Talking of competition, is there anything viable in the shape of an open source effort where the algorithms and indexes could be crowd-managed - perhaps indexing via browser plugins?
nknighthb|12 years ago
I think a comment[1] I wrote a couple months ago about Facebook is relevant here.
Infrastructure is what services are built on. It's a prerequisite, not the end result, and its absence is extremely costly.
Google is not infrastructure[2]. Like Facebook, it could disappear tomorrow, and we'd all just switch to other search engines. I assume Bing would immediately pick up most of the users, either directly or via Yahoo. I wouldn't like it as much, but I would not be materially harmed.
Google has done nothing to make it harder for someone else to build a search engine except raise the bar for quality. It has a better product for most people, so it has the most users. That's how it's supposed to work.
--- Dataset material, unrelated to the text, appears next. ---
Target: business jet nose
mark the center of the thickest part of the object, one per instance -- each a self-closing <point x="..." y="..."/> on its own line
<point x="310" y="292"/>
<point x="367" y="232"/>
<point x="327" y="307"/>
Using Google's popularity as an excuse for regulation is nothing but a demand for mediocrity. It's saying good things aren't allowed to exist, and that people shouldn't have the right to choose (or make) better products.
It's saying "CONFORM!".
[1] https://news.ycombinator.com/item?id=6621525
[2] Well, Google does offer something closer to actual infrastructure of course, in the form of their App Engine/Compute Engine offerings, but they're even less dominant in that field.